Gericht gegen „Adlers“ Ostmark-Werbung

■ Bisher konnten bei „Adler“ DDR-Besucher ein Drittel in Ost-Mark bezahlen / Gerichtliche Anordnung gegen den Textil-Multi

Supergünstige Angebote gab es für DDR-Besucher in den beiden Berliner Filialen des Textil-Multis „Adler“ wohl nur noch bis heute. Gegen den Konzern (14 Märkte in Westdeutschland, rund eine Milliarde Jahresumsatz), der in Zeitungsanzeigen mit den Worten warb „Adler hilft Besuchern aus der DDR, beim Kauf von Bekleidung haben Sie die Möglichkeit, 30 Prozent Ihrer Einkäufe in Ost-Mark zu bezahlen“, ist eine einstweilige Anordnung erwirkt worden. Die „Zentrale zur Bekämpfung unlauteren Wettbewerbs e.V.“ hatte diese gestern beim Landgericht erreicht, nachdem „Adler“ freiwillig nicht bereit war, Ware nur gegen D-Mark zu verkaufen.

„Wir werden als einzige rausgepickt“, kommentiert Georgia Chimonas vom Kleidungskonzern die Maßnahme des Kontrollvereins, „andere verkaufen 10.000 Kilogramm Bananen eins zu eins, T-Shirts werden an DDR-Bürger verschenkt.“ Wieviel Ost-Mark der Textil-Vogel „Adler“ seit Öffnung der Mauer in seinen Tresoren stapelt, wollte Chimonas aber nicht verraten, nur, daß das Geld vorerst in den Stahlschränken bleiben wird, „weil keiner weiß, was man mit dem Geld anfangen soll“.

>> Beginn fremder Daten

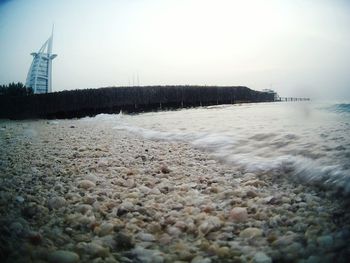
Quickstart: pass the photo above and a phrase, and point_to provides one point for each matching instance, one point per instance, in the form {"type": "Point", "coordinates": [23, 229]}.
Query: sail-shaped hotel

Auch der Hertie-Konzern (17 Kaufhäuser) war dabei, „Adlers“ Verkaufmethoden wettbewerbsrechtlich zu prüfen. Überlegungen, den DDR-Kunden Ware für Ost-Mark anzubieten, gab es bei Hertie nicht: „Was sollen wir denn mit dem Geld machen?“ fragt Verkaufsleiter Klaus Engels. Dem Textil-Geier ging es aber weder um kurzfristige Gewinne noch um Hilfe für unsere Brüder und Schwestern. „Image-Werbung, mit der wir potientielle Neukunden kriegen können“, gibt Chamonas ehrlich zu. „Getarnte Werbemaßnahme“, nennt es Irene Marcuk vom Verein gegen unlauteren Wettbewerb. Die einstweilige Anordnung des Wettbewerb-Vereins hat übrigens keine Bedeutung für Geschäfte im Einzelhandel, die DDR-Besuchern vergünstigt Ware anbieten, oder für Kneipen, die Bier im Kurs eins zu eins ausschenken. Der Verein hat „nichts gegen Hilfsmaßnahmen“, aber es sei was anderes, „wenn man als einziges Unternehmen sein Angebot in der Zeitung groß herausstellt und an die große Glocke hängt“, so Marcuk. Die „Zentrale zur Bekämpfung unlauteren Wettbewerbs“ wird übrigens nur tätig, wenn sich jemand beschwert.

Das „Bekleidungswerk Adler“ war das letzte Mal vor zwei Jahren in den Schlagzeilen, als sogenannte „Amazonen“ Brandanschläge auf „Adler„-Filialen verübten, um auf die Arbeitsbedingungen in der südkoreanischen Niederlassung „Flair Fashion“ aufmerksam zu machen. Zur gleichen Zeit wurden damals den streikenden Arbeitern die Löhne um 20 Prozent erhöht.